Había oído hablar a los dos hombres y los había visto intercambiar dinero, mientras él la miraba con esos ojos llenos de admiración y codicia que había descubierto ya en otros rostros. No le parecía mal tipo: alto, robusto, con manos grandes de dedos gruesos y callosos. Pero la aterraba la idea de estar a su merced y de sentirse responsable de proporcionarle el placer que él anticipaba y de seguro, demandaría. Se sentía pequeña e inexperta, apenas venida al mundo como para que le colgasen una obligación tan enorme y ultrajantemente pesada.

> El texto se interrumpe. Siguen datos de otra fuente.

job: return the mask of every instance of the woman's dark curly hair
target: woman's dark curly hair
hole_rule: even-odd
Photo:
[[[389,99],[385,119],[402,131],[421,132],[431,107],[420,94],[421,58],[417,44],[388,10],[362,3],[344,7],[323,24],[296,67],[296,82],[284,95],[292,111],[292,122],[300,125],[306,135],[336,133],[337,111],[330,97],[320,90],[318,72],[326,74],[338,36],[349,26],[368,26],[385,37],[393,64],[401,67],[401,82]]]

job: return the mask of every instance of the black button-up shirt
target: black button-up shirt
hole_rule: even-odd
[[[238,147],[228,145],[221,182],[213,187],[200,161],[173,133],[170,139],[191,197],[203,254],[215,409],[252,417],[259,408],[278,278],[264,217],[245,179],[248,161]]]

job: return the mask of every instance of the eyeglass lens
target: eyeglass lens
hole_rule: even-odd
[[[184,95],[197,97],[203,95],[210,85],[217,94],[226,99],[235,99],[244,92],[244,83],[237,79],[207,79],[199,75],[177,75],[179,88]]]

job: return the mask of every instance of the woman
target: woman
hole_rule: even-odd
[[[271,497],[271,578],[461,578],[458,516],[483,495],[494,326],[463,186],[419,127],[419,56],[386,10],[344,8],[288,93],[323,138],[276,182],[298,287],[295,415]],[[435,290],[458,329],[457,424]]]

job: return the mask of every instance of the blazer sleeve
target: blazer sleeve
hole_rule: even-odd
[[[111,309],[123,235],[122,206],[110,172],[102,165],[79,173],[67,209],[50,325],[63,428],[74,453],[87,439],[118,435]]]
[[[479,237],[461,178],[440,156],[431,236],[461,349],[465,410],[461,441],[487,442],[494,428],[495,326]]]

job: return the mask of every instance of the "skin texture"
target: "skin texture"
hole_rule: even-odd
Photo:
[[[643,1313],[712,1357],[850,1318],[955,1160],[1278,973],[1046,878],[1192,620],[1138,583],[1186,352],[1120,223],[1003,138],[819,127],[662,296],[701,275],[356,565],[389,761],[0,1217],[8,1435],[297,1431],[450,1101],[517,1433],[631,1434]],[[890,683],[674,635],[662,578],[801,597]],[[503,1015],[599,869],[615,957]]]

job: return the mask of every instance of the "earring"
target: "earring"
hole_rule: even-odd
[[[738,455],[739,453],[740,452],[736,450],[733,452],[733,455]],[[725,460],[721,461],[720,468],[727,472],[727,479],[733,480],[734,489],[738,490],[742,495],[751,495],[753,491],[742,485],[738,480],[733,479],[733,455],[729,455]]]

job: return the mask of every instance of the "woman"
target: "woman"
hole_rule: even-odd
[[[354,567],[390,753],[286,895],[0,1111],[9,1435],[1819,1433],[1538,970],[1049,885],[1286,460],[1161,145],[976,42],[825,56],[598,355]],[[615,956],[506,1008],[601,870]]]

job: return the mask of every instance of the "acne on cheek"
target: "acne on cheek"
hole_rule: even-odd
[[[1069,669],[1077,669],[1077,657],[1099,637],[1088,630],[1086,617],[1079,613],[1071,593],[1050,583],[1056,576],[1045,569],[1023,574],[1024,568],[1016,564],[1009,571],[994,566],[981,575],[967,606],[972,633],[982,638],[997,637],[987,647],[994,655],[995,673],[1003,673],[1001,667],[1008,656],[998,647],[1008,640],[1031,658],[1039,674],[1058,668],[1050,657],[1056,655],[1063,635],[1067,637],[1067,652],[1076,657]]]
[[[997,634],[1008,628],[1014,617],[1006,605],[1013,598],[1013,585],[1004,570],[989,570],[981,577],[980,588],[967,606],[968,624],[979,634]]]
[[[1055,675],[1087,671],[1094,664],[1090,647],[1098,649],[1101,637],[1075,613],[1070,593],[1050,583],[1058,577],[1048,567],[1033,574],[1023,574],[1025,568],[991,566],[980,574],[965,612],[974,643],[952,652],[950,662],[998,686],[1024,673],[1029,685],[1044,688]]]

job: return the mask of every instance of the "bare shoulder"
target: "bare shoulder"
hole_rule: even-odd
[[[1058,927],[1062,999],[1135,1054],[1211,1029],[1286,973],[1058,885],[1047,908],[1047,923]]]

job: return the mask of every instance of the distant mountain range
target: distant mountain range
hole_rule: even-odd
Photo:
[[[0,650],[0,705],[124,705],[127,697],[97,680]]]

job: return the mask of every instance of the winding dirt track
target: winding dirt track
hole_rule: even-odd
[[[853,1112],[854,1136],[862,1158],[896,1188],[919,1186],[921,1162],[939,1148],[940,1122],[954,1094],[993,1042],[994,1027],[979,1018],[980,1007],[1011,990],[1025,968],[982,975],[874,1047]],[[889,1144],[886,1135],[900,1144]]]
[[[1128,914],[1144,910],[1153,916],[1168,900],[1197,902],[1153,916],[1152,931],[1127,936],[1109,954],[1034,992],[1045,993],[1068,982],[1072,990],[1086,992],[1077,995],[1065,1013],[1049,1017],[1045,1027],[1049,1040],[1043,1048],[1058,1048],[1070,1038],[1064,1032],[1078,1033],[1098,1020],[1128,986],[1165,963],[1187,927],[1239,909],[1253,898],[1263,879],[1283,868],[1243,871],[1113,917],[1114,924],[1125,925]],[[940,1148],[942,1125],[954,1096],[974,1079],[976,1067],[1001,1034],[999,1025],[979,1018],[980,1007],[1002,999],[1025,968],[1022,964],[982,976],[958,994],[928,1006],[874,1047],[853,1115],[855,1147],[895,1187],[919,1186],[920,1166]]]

El aire. El aire acondicionado y su helado soplar la tenían ya en un estado de entumecimiento. De pronto todo se oscureció. El auto se había detenido. Él, que hasta ese momento se había mantenido absorto en la conducción del vehículo ahora de nuevo la miraba y le sonreía con ojos brillantes, hasta que finalmente, la tomó delicada pero firmemente y la sacó del auto en medio de la oscuridad. Sintió que se iba a desmayar entre sus manos con el vaivén que provocaban la certeza de sus pasos. La luz acarició nuevamente su dermis. Percibió olores, humedad, calidez y voces. Verdor, mucho verdor. Trinos. Brisa. Agua. Rojos. Naranjas. Azules. El vértigo la hizo desear que todo terminara allí mismo. Unos niños gritaban y ahora se acercaban con ojos tan brillantes como los de él, observándola con curiosa alegría. Él la sostuvo brevemente en el aire y luego la colgó de una de las ramas intermedias de un árbol mediano.
—Aquí tienen la planta que les prometí. Ahora tienen ustedes la responsabilidad de cuidarla para que siempre tenga flores y nos deleite con su perfume.
El suave frescor del agua prodigada ahogó el último vestigio de un temor cada vez más lejano y a las claras, falto de fundamento. Decidió tranquilizarse y dedicarse a florecer.